Als sie das Auto erreichten, lachte Jacky lauthals los. »Wo habt ihr das Ding denn her? Ist das jetzt unser Einsatzmobil? Scheinen ja harte Zeiten zu sein …«
Quenot zuckte die Achseln, sperrte den Wagen auf und verlud zusammen mit Karim Jackys Gepäck.
Als sie die Rückfahrt antraten, saß Delphine auf dem Beifahrersitz, auf den Guillaume großmütig verzichtet hatte. Karim hatte sich zwischen ihn und Jacky in die Mitte der Rückbank gezwängt.
Paul beschloss in einem Anflug von Kühnheit, die Autobahn zu nehmen, um die Fahrzeit ein wenig zu verkürzen. Inzwischen brannte die Sonne unerbittlich vom wolkenlosen Himmel, und obwohl die Klappfenster des Citroëns geöffnet waren, war es schon nach zwanzig Minuten stickig und unerträglich heiß im Auto. Delphine hatte bereits den Kopf zur Scheibe geneigt und schnarchte vernehmlich. Quenot schien das alles nichts auszumachen, er hatte den Blick konzentriert auf die Straße vor sich gerichtet und schimpfte immer wieder über die Leute, die ihr Gefährt, das mit nicht mal achtzig Sachen unterwegs war, anhupten oder nach dem Überholen schnitten.

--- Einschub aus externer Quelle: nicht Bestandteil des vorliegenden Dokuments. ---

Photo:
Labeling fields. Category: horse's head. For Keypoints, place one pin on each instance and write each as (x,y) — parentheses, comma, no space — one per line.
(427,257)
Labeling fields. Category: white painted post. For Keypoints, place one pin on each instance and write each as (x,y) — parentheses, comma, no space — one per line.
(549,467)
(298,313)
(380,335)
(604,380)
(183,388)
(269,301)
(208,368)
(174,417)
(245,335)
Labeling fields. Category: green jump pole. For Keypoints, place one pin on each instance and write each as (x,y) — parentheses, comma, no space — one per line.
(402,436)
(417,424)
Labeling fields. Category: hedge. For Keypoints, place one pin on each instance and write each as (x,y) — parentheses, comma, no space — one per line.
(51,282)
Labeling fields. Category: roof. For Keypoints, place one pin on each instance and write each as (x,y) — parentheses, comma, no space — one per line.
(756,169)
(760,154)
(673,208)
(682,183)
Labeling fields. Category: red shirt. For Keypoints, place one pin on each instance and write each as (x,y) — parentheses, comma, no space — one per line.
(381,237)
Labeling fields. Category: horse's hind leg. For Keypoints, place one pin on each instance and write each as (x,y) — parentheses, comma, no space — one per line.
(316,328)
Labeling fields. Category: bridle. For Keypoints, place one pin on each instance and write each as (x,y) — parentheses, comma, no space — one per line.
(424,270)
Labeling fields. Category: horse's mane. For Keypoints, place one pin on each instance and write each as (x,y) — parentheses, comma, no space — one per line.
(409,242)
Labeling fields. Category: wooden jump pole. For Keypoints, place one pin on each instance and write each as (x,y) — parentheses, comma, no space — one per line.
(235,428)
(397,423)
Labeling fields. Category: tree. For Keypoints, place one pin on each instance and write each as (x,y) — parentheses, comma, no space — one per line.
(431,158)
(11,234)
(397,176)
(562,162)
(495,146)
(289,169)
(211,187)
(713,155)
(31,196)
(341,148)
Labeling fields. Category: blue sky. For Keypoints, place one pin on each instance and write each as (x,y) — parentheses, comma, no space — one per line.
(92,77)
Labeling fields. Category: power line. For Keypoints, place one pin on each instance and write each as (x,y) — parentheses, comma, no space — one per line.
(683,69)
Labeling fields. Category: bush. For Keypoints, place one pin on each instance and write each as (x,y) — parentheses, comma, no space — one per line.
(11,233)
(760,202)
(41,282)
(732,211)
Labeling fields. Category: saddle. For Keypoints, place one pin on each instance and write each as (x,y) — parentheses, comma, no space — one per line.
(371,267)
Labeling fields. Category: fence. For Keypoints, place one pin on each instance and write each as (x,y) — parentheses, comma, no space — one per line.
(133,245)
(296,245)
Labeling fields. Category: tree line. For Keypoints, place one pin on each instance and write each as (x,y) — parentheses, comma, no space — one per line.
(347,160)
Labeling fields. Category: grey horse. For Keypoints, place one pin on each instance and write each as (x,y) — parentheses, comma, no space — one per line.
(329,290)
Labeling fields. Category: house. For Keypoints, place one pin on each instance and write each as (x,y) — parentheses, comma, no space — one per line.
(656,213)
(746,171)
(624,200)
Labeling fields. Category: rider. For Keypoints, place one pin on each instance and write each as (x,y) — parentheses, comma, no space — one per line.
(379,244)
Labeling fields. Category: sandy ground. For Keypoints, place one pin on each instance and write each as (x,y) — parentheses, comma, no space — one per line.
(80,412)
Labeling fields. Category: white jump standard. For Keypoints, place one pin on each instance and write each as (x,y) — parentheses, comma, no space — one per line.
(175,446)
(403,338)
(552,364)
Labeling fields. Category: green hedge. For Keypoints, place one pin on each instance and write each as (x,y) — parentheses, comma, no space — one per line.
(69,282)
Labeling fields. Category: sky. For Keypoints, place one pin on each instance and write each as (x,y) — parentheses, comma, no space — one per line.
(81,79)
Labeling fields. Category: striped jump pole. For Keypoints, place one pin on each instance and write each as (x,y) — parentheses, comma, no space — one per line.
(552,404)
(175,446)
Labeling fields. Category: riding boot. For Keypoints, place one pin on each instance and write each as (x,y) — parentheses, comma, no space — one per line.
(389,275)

Auch Guillaume fühlte eine bleierne Müdigkeit in sich aufziehen, aber bevor ihn diese übermannte, wollte er noch wissen, ob Jacky tatsächlich schon eine Idee hatte, wie sie ihr Problem lösen konnten.
»Also, dann schieß mal los, meine Liebe, wie machen wir’s?«, rief er Jacqueline zu, um die Fahrgeräusche zu übertönen. Doch Karim versetzte ihm nur einen Rempler und legte den Zeigefinger an die Lippen. Jacky hatte sich an ihn gelehnt und schlief tief und fest.